BARSTED, L. de AL Légalisation et dépénalisation : 10 ans de lutte féministe. Études féministes, Rio de Janeiro : Ciec/ECO/UFRJ, c. 0, non. 0, p. 104-130, 1992.

BIROLI, F. Autonomie et justice dans le débat sur l'avortement : implications théoriques et politiques. Revue brésilienne de science politique, Brasilia, n. 15, p. 37-68, sept./déc. 2014.

BOLTANSKI, L. Les dimensions anthropologiques de l'avortement. Revue brésilienne de science politique, Brasilia, n. 7, p. 205-245, janv.-avr. 2012.

Brésil. Ministère de la Santé. Ordonnance n° 2.282/2020. Disponible en: https://www.in.gov.br/en/web/dou/-/portaria-n-2.282-de-27-de-agosto-de-2020-274644814.

BRUN, Wendy. « Le cauchemar américain, néolibéralisme, néoconservatisme et dé-démocratisation », Théorie politique, vol. 34, Non. 6, p. 690-714. 2006.

BRUN, Wendy. Nas Ruinas do Neoliberalismo : une Ascensão da Politica Antidemocratica no Ocidente. São Paulo : Editora Filosófica Politeia, 256 p. 2019.

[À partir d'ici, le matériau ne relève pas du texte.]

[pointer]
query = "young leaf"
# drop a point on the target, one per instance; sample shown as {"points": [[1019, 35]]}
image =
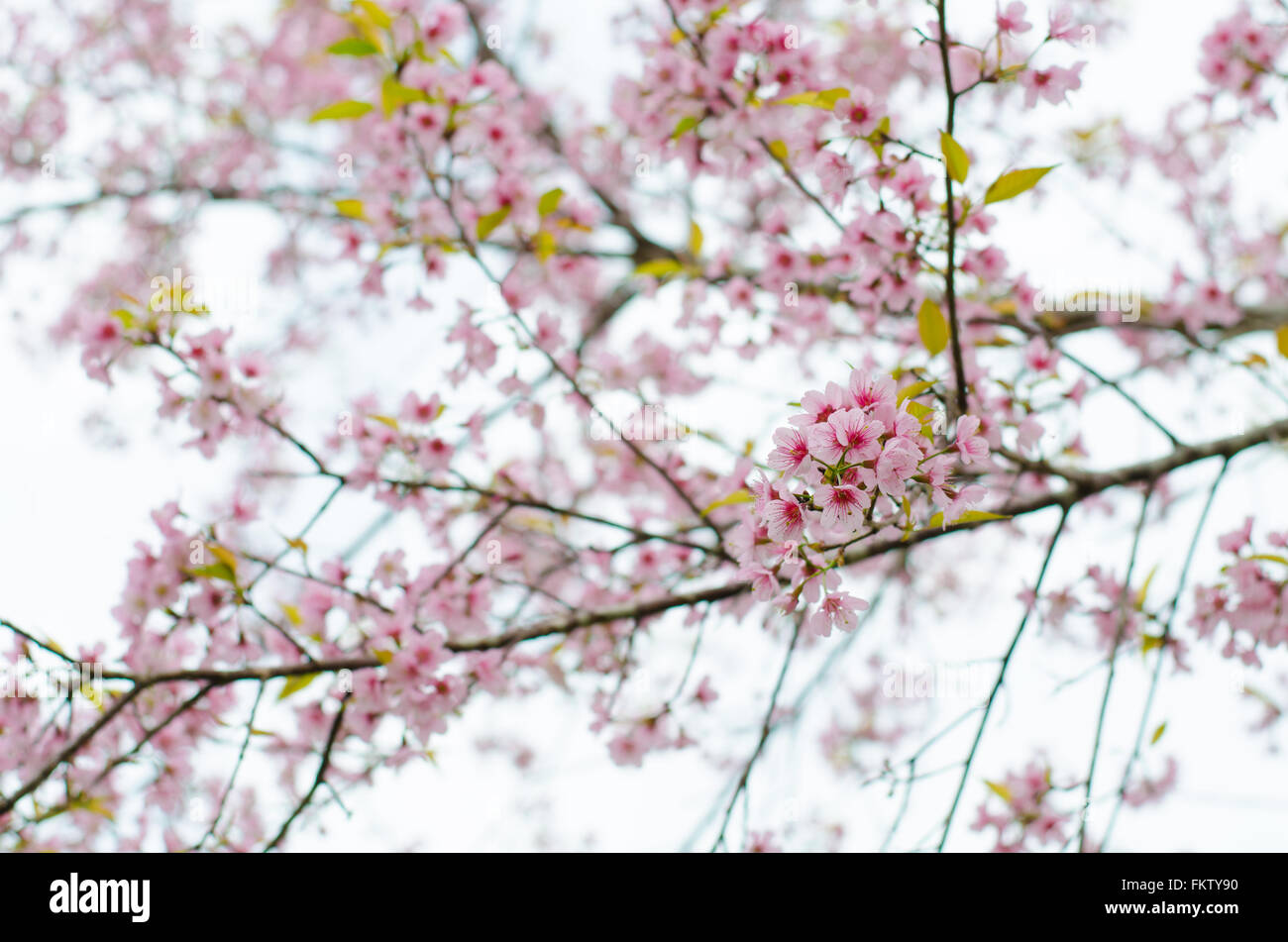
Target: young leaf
{"points": [[741, 495], [375, 13], [342, 111], [349, 207], [1144, 589], [824, 99], [932, 327], [913, 389], [295, 683], [956, 158], [967, 517], [352, 47], [549, 202], [660, 267], [1014, 183], [1000, 790]]}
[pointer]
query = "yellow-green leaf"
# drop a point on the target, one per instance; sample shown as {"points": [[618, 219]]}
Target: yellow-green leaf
{"points": [[549, 201], [545, 246], [1000, 790], [224, 556], [1270, 558], [349, 207], [352, 47], [969, 517], [95, 805], [956, 158], [741, 495], [342, 111], [487, 224], [1144, 589], [660, 267], [1014, 183], [914, 389], [374, 11], [295, 683], [825, 99], [695, 240], [932, 327]]}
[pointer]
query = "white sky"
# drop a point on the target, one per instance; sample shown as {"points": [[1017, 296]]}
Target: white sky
{"points": [[71, 511]]}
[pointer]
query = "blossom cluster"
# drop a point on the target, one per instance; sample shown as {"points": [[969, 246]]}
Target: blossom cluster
{"points": [[1252, 600], [855, 463]]}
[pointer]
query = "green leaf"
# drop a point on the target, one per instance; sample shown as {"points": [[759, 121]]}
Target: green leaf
{"points": [[660, 267], [913, 389], [1269, 558], [824, 99], [342, 111], [695, 240], [349, 207], [295, 683], [741, 495], [127, 319], [932, 327], [352, 47], [969, 517], [1000, 790], [377, 16], [1144, 589], [488, 223], [1014, 183], [683, 125], [549, 202], [956, 158]]}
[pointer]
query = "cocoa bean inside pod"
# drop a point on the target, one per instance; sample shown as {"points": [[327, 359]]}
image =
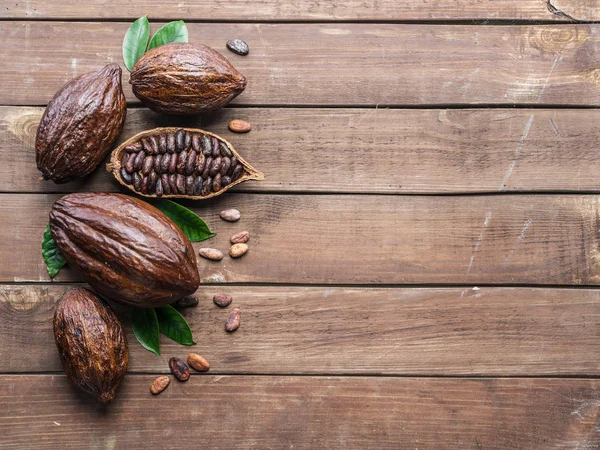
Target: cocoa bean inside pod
{"points": [[197, 164]]}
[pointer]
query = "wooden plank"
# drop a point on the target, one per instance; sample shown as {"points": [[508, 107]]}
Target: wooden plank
{"points": [[366, 239], [364, 151], [329, 64], [301, 330], [39, 412], [278, 10]]}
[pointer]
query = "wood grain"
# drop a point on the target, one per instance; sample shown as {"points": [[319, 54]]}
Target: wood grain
{"points": [[344, 331], [279, 10], [333, 64], [38, 412], [363, 151], [366, 239]]}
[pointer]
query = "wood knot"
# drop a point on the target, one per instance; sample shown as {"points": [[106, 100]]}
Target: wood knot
{"points": [[558, 39]]}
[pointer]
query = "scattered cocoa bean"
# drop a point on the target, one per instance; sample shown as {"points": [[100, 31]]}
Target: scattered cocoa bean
{"points": [[179, 369], [233, 321], [222, 300], [211, 253], [230, 215], [198, 362], [160, 384], [239, 126]]}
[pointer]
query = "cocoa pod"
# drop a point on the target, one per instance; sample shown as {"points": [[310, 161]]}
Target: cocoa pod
{"points": [[211, 253], [179, 369], [198, 363], [213, 163], [80, 124], [91, 343], [180, 78], [222, 300], [234, 319], [160, 384], [126, 249]]}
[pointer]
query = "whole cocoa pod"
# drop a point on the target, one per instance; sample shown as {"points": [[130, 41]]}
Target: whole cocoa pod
{"points": [[180, 78], [126, 249], [91, 343], [80, 125]]}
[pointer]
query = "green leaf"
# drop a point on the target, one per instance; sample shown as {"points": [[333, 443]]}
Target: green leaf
{"points": [[135, 41], [190, 223], [145, 329], [171, 32], [52, 256], [173, 325]]}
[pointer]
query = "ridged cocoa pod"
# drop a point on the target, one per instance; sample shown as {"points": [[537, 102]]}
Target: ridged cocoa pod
{"points": [[91, 343], [126, 249], [183, 78], [191, 173], [80, 125]]}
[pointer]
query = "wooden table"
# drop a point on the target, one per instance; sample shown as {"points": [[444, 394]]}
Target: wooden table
{"points": [[425, 248]]}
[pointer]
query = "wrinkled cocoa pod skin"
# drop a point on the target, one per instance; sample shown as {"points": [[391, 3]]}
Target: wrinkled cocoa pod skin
{"points": [[91, 343], [182, 79], [80, 125], [126, 249]]}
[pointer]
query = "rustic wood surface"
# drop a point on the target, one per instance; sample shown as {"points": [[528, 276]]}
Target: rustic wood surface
{"points": [[334, 64], [325, 150], [348, 339], [325, 330]]}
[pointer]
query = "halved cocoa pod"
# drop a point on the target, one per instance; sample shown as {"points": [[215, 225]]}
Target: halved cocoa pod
{"points": [[202, 165]]}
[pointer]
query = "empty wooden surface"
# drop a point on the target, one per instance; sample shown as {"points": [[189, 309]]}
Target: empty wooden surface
{"points": [[363, 150], [330, 10], [319, 330], [337, 64]]}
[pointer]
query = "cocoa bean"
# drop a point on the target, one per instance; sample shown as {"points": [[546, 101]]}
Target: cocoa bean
{"points": [[222, 300], [198, 362], [230, 215], [240, 238], [179, 369], [239, 126], [233, 321], [238, 250], [160, 384], [211, 253]]}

CORREA, S. PARKER, R. Préface. Dans : Corrêa, Sonia & Kalil, Isabela. Politiques anti-genre en Amérique latine : Brésil –¿La Catastrofe Perfecta ?, G&PAL, ABIA -Asociación Brasileira Interdisciplinar de SIDA SPW -Observatorio de Sexualidad y Política. 2019

LAMAS, M. La bataille pour l'avortement. DANS : LAMAS, Marta (org.). Corps, sexe et politique, Éditorial Océano de México : México DF, 2014. pp. 93-116.

PATEMAN, C. Le contrat sexuel. Stanford : Université de Stanford. 1989.

SILVEIRA, LS FARIA, N. MORENO, R. VITÓRIA, C. COELHO, S. Droit à l'avortement, autonomie et égalité. Organisation féministe Semperviva, São Paulo, 62 p. 2018.